« CONTRE LES ÉLECTIONS » DE David Van
Reybrouck ed. Babel 2014
L'auteur, au
départ, nous parle du « syndrome de fatigue démocratique »
qui se manifeste entre autre par le fait que de moins en moins de gens vont
voter et le nombre d'adhérents des partis politiques est en baisse. Il croit que le tirage au sort pourrait
redonner un nouveau souffle à la dite démocratie.
Son ouvrage tient en 4 chapitres : les symptômes au mal
de la démocratie représentative, les diagnostics, la pathogénèse et les remèdes
à donner à la démocratie. Il nous parle
des deux types de crises : crise de la légitimité et crise de l'efficacité.
« Tout système politique doit trouver un équilibre entre deux critères
fondamentaux : l'efficacité et légitimité.

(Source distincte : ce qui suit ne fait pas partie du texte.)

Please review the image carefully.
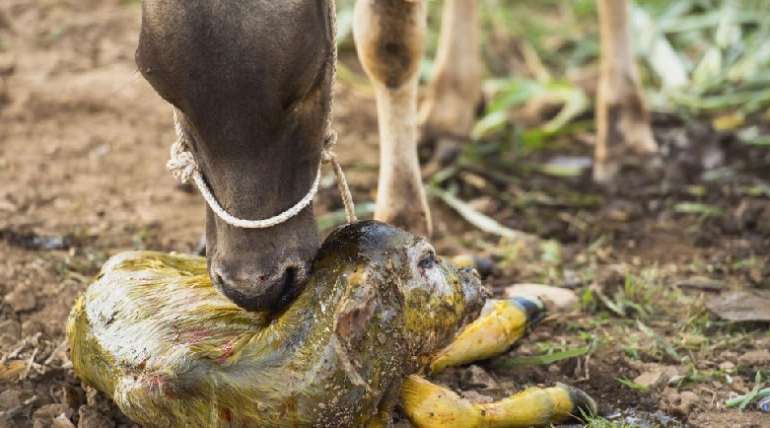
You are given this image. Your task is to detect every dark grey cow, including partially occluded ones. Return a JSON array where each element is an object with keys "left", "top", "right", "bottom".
[{"left": 136, "top": 0, "right": 655, "bottom": 310}]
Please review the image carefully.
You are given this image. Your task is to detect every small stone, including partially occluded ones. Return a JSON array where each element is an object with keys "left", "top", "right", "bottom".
[
  {"left": 0, "top": 320, "right": 21, "bottom": 340},
  {"left": 738, "top": 349, "right": 770, "bottom": 367},
  {"left": 505, "top": 284, "right": 578, "bottom": 312},
  {"left": 564, "top": 269, "right": 583, "bottom": 289},
  {"left": 32, "top": 404, "right": 72, "bottom": 427},
  {"left": 634, "top": 370, "right": 665, "bottom": 389},
  {"left": 5, "top": 286, "right": 37, "bottom": 312},
  {"left": 719, "top": 361, "right": 735, "bottom": 372},
  {"left": 706, "top": 290, "right": 770, "bottom": 322},
  {"left": 679, "top": 391, "right": 700, "bottom": 415},
  {"left": 452, "top": 254, "right": 476, "bottom": 269}
]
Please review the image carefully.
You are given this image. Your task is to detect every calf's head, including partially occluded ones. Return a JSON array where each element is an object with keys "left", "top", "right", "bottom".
[{"left": 136, "top": 0, "right": 333, "bottom": 310}]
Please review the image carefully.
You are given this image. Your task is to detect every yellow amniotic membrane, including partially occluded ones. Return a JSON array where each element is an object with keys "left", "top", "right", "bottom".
[{"left": 67, "top": 222, "right": 592, "bottom": 427}]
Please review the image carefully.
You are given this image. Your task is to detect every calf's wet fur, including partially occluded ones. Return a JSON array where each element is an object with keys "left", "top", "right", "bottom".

L'efficacité répond à la question : combien de temps faut-il à un
gouvernement pour mettre en œuvre des solutions réelles aux problèmes qui se
présentent. La légitimité répond à la
question : dans quelle mesure les habitants sont-ils en accord avec ces
solutions? L'efficacité correspond à la
capacité à agir, la légitimité au soutien des citoyens à l'action publique. (…)
la crise de l'efficacité ne faut qu'aggraver la crise de la légitimité. »
Quels sont donc les diagnostics à ce syndrome de fatigue démocratique? Selon l'auteur, «
on peut classer les analyses divergentes du syndrome de fatigue démocratique en
fonction de quatre diagnostics différents : 1- c'est la faute des
politiciens; 2- c'est la faute de la
démocratie, 3- c'est la faute de la démocratie représentative et 4- variante
spécifique, c'est la faute de la démocratie représentative
élective. ».
1- on connait les accusations habituelles envers les
politiciens, ils se retrouvent devant le diagnostic du populisme; 2- le diagnostic de la technocratie car
« on confie la gestion des affaires publiques à des
spécialistes » 3- c'est le
diagnostic de la démocratie directe.
« Les Occupiers et les Indignados sont friands d'adjectifs :
la nouvelle démocratie, la « deep democracy », etc..Le populisme est
dangereux pour la minorité, la technocratie est dangereuse pour la majorité et
l'antiparlementarisme est dangereux pour la liberté. » 4- Le nouveau diagnostic- au moyen des
élections « les mots « élections » et « démocratie »
sont devenues synonymes pour presque tout le monde; nous ne jurons que par les
urnes » « Voilà la cause
première du syndrome de fatigue démocratique : nous sommes tous devenus
des fondamentalistes des élections. Nous
méprisons les élus, mais nous vénérons les élections »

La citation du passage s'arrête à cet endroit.